However, in the future there will be two types of subnets. Private and public subnets. For public subnets, it will be possible for an observer to get the raw block data. The first public subnet will be Nervous Network System subnet itself.


External accounts are not (directly) part of the global state

The world state of Ethereum consists of external accounts (users) and internal accounts (contracts). Each account has an associated ether balance. On the IC only canister principals are part of the state. Each canister principal has an associated cycle balance which is not public by default. This has privacy advantages since a user can interact with canisters on the IC in an authenticated manner without disclosing its principal in the public state. The disadvantage is that user principals can’t hold cycles directly, but need a canister like the cycles wallet.

The global state is not public, but only parts

On Ethereum, everyone can run a full node, and therefore everything is public. Privacy can only be achieved by keeping data off-chain or by using cryptography. On the IC, nodes are permissioned by the NNS and only parts of the IC are public. Besides the API a contract developer defines for the contract itself, the following data is public

  • The subnet of the contract
  • The name of the contract
  • The hash of the WASM module of the contract
  • The controllers of the contract

In particular, neither the actual byte code nor the (cycles) balance of a contract is public. However, as mentioned earlier, the IC will support public subnets in the future. These subnets will make the raw IC block data available.

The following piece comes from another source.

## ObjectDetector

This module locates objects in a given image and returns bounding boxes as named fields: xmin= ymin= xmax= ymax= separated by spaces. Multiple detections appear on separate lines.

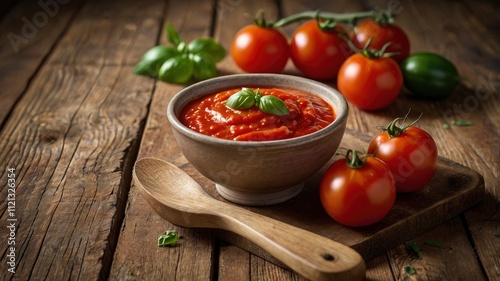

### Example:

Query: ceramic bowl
xmin=167 ymin=74 xmax=348 ymax=206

Differentiating Capabilities

Contracts can trigger themselves

On Ethereum, every state change has to be triggered by an external account. On the IC, however, a canister can use the heartbeat functionality or timers to be triggered by the IC. This opens up a lot of new possibilities. A simple example would be a cron service, which allows other canisters to register themselves to be called.

Contracts have access to cryptographic randomness

The unique consensus algorithm of the IC can be used as a source of cryptographic randomness. This randomness is accessible to contracts and can be used in applications like lotteries or games.

Contracts can hold private keys and sign messages

On Ethereum every contract is public. This means a contract can’t hold private information and hence can’t sign messages because there’s no way to securely store a private key. The consensus mechanism of the IC uses a mechanism known as threshold signing where the validator nodes collaborate to create a (BLS) signature without the entire private key existing at all. In the new chain-key ECDSA signing feature a similar mechanism has been made available for contracts to order the IC to generate threshold ECDSA signatures. These signatures will be verifiable outside the IC just like regular ECDSA signatures — they are 100% conforming to the standard. This means you can sign Ethereum or Bitcoin transactions with a contract on the IC or you can create JWTs, verifiable credentials, or x.509 certificates.

Contracts can call web services

If you need data from the outside world on Ethereum you need oracles that feed this information into a contract on Ethereum. On the IC it is possible to call web services from inside a contract. You can read more about this feature on the Web page, the docs or forum, or watch the community conversations.


contract → canister

gas → cycles

shard → subnet (Not entirely true, since Ethereum currently only considers data shards)

(validator) nodes → replicas